"Menschen im BR": Notenlektorin und Musikbibliothekar Verrückt nach Noten
Endlich ist es wieder so weit, ein paar Menschen im BR kennenzulernen. Diesmal stellen wir Ihnen Hilde Harrer und Michael Fritsch vor. Beide arbeiten hinter den Kulissen des BRSO als Notenlektorin und Musikbibliothekar – und sind verrückt nach Noten.
BR-Intranet: Michael Fritsch, Sie sind Musikbibliothekar. Beschreiben Sie uns mal, was Sie genau für das BRSO, unser Symphonieorchester, machen?

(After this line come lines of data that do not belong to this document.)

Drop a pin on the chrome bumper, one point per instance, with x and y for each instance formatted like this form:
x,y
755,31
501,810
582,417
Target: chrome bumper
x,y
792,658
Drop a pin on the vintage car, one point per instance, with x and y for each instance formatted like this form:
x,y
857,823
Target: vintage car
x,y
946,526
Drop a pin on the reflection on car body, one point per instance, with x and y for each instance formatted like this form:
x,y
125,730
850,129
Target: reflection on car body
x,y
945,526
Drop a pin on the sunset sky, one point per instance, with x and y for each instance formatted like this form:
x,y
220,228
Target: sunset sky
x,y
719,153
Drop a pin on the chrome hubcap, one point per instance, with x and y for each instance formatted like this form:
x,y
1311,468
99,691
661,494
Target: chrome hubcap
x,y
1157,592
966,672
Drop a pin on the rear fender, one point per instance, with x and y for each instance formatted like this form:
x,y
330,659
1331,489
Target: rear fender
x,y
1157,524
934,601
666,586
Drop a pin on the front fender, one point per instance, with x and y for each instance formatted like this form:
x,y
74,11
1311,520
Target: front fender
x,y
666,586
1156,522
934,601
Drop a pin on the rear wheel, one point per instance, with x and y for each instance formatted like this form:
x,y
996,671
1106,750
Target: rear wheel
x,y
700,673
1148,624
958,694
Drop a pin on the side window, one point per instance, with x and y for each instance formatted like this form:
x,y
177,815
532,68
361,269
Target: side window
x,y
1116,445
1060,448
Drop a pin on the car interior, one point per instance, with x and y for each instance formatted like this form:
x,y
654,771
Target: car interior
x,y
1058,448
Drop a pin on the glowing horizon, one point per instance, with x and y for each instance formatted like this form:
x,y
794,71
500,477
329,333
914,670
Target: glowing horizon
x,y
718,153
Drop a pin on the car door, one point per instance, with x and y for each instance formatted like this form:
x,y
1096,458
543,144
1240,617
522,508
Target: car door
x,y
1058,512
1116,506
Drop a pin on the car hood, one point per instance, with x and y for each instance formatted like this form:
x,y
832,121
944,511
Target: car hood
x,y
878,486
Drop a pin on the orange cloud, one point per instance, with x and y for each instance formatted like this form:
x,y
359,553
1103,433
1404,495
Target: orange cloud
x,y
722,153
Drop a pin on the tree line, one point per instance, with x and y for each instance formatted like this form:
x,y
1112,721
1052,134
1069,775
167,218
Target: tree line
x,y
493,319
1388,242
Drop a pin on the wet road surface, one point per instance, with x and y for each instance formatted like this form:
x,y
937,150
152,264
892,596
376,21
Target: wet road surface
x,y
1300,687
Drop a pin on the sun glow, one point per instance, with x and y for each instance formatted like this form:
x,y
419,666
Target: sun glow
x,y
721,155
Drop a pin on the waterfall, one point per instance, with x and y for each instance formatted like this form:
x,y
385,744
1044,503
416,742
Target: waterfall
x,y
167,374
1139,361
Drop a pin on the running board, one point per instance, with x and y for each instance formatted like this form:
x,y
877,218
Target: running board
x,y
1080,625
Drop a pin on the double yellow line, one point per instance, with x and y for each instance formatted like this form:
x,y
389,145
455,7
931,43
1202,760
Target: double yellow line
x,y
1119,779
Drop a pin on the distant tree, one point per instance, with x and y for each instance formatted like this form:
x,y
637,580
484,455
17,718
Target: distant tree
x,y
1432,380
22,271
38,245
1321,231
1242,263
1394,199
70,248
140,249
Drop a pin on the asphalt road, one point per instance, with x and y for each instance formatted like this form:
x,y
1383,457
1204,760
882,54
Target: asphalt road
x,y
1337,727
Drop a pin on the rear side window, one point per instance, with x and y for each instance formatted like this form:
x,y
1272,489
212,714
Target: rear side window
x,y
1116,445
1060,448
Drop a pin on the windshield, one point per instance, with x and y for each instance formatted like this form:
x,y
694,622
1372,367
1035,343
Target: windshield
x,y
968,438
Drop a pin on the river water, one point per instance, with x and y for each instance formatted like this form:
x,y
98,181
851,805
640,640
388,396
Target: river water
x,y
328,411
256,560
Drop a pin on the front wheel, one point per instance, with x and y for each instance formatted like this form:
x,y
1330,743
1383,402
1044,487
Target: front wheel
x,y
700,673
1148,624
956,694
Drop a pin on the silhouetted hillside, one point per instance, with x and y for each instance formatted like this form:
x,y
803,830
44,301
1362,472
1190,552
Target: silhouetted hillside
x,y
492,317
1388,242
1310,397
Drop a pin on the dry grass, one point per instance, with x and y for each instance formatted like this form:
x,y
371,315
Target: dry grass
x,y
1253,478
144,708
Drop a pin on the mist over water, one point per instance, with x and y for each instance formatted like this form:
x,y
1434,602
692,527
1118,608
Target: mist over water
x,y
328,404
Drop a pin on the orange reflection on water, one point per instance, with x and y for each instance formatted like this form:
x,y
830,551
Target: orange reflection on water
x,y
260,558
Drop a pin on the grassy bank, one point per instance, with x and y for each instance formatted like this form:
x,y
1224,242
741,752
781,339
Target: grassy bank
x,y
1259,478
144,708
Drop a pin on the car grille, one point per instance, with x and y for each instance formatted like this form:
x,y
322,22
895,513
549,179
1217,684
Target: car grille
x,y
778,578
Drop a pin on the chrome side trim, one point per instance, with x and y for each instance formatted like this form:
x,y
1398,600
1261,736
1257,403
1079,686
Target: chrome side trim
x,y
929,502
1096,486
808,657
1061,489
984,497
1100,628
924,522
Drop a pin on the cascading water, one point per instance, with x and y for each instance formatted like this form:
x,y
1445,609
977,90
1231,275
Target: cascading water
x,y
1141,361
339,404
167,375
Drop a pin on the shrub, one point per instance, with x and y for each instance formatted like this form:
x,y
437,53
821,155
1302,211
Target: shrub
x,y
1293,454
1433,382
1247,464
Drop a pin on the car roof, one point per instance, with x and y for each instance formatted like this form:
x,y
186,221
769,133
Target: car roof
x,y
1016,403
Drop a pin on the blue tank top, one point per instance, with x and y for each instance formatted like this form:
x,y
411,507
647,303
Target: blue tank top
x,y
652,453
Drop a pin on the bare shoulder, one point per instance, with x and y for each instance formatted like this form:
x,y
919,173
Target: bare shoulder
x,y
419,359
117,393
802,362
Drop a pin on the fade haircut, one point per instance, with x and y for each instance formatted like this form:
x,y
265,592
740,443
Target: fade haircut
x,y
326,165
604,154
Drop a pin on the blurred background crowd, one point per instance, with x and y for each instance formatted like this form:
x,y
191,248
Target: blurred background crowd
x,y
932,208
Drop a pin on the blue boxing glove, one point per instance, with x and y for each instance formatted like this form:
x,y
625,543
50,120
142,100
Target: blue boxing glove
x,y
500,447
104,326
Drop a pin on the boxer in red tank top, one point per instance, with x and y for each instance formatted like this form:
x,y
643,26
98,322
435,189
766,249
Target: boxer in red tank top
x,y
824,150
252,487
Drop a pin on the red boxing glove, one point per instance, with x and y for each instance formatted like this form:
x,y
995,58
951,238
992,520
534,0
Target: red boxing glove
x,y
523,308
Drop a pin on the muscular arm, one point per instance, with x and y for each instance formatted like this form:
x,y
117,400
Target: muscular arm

Michael Fritsch: Das Management und der/die Dirigent*in überlegen sich, welches Programm sie aufführen möchten, teilen uns das mit - und dann recherchiere ich: Haben wir die gewünschten Noten selbst, möchten die Künstlerinnen und Künstler mit unseren Archivmaterialien arbeiten? Haben wir kein Archivmaterial: Welche Möglichkeiten haben wir, das Material zu bestellen: käuflich erwerben oder mieten?
Das biete ich den Dirigent*innen an und frage ab, ob unsere Vorschläge in Ordnung gehen. Nach den Antworten wird entweder im Falle von Mietmaterial bei den Verlagen bestellt, die die Materialien für eine bestimmte Mietzeit liefern und/oder die Archivmaterialien bereitgestellt. Anschließend spreche ich mich mit Hilde ab, wann ich die Materialien zum Orchester schicken kann (wir sind örtlich getrennt). Zuvor prüfe ich, ob Partitur und Stimmen übereinstimmen und wie sich die rechtliche Situation darstellt.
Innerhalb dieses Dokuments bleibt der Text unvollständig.